Der klassische Weg: Elektrolyse
Das bekannteste Verfahren ist die Elektrolyse: Zwei Elektroden aus reinem Metall tauchen in destilliertes Wasser, eine Spannung liegt an, und feinste Teilchen lösen sich von den Elektroden ins Wasser. Für Silber funktioniert dieser Weg ordentlich — in etwa zwanzig Minuten entstehen zehn ppm. Bei Gold aber wird die Geduld zur Qual: Zehn bis zwölf Stunden für weniger als ein ppm sind typisch. Hohe Konzentrationen sind auf diesem Weg praktisch nicht zu erreichen.
Und manche Elemente verweigern sich der Elektrolyse ganz: Halbmetalle wie Bor und Silizium leiten den Strom kaum, Kohlenstoff ist auf diesem Weg überhaupt nicht kolloidierbar, Hochschmelzer wie Tantal, Iridium oder Molybdän geben ihre Teilchen nicht her, und Platin gilt unter Elektrolyseuren als nahezu aussichtslos. Hinzu kommt das Grundproblem des mechanischen Abriebs: Ein großer Teil dessen, was sich dabei löst, sind keine Kolloide, sondern nackte Metall-Ionen — instabile Teilchen, die beim ersten Kontakt mit Säuren oder Salzen ausflocken, bei Silber etwa zu Silberchlorid.
Der Weg der hohen Energie
Wo die Elektrolyse endet, beginnen die Hochenergie-Verfahren. Ihr Prinzip ist ein grundlegend anderes: Zwischen hochreinen Elektroden zündet unter Wasser ein Plasma-Lichtbogen mit mehreren tausend Volt. Das Metall wird nicht abgerieben, sondern augenblicklich verdampft — und kondensiert im kalten, zuvor verwirbelten Trägerwasser zu feinsten Partikeln von teils nur wenigen Dutzend Atomen. Die gewaltige Plasma-Energie lädt die Teilchen dabei stark und gleichsinnig auf: Sie stoßen einander dauerhaft ab und bleiben stabil in der Schwebe.

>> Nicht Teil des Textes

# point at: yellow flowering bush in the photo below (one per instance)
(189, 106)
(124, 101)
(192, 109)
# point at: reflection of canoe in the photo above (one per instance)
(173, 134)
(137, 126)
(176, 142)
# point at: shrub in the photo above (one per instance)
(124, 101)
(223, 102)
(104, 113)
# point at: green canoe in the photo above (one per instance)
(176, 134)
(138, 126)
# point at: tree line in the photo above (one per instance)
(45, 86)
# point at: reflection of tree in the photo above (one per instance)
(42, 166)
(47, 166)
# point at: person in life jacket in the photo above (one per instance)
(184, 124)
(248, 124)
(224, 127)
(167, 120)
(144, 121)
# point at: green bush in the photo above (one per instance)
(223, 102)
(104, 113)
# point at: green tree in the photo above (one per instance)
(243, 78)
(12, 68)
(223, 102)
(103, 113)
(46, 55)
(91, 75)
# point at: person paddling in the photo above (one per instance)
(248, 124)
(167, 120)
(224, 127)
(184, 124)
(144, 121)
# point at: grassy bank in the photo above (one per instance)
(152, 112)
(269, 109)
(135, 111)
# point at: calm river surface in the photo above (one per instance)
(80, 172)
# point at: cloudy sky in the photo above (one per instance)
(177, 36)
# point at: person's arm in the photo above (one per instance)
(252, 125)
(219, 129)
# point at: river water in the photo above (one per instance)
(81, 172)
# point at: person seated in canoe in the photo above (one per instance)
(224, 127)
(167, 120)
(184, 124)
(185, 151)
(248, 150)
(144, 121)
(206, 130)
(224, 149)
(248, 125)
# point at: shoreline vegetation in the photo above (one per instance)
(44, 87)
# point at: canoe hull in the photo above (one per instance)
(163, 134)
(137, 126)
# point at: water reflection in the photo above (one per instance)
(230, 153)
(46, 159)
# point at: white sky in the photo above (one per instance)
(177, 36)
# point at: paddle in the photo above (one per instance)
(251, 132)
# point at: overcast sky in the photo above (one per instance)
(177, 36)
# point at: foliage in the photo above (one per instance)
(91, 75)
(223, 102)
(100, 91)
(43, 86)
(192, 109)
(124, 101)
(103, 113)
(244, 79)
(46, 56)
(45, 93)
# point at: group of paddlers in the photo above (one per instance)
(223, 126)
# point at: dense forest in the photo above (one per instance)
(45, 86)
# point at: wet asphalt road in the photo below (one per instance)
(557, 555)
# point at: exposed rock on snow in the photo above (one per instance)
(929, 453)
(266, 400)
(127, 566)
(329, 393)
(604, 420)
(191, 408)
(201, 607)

Neu ist dieser Weg übrigens nicht — nur selten gemeistert: Schon 1898 zerstäubte der Chemiker Georg Bredig Metalle mit einem elektrischen Lichtbogen unter Wasser zu Kolloiden. Unser Verfahren führt diese Tradition fort, modifiziert und weiterentwickelt zu einem Hochvolt-Plasma-Prozess, der bei rund 3.500 °C arbeitet.
Der Preis ist Aufwand: Solche Verfahren verlangen präzise Steuerung von Energie, Temperatur und Zeit — jedes Element hat seinen eigenen Charakter und verzeiht keine Nachlässigkeit. Der Lohn sind Konzentrationen und Elemente, die anders nicht zu haben sind: echtes rubinrotes Gold mit 50 ppm, stabiles Platin, kolloidales Bor oder Tantal. Genau hier liegt die Spezialität unserer Manufaktur.
Woran man gute Herstellung erkennt
Unabhängig vom Verfahren gilt: reinstes Ausgangsmaterial (99,99 % und besser), doppelt destilliertes Wasser und keinerlei Zusätze. Wer diese drei Dinge nennt, hat nichts zu verbergen. Wer sie verschweigt, meist schon.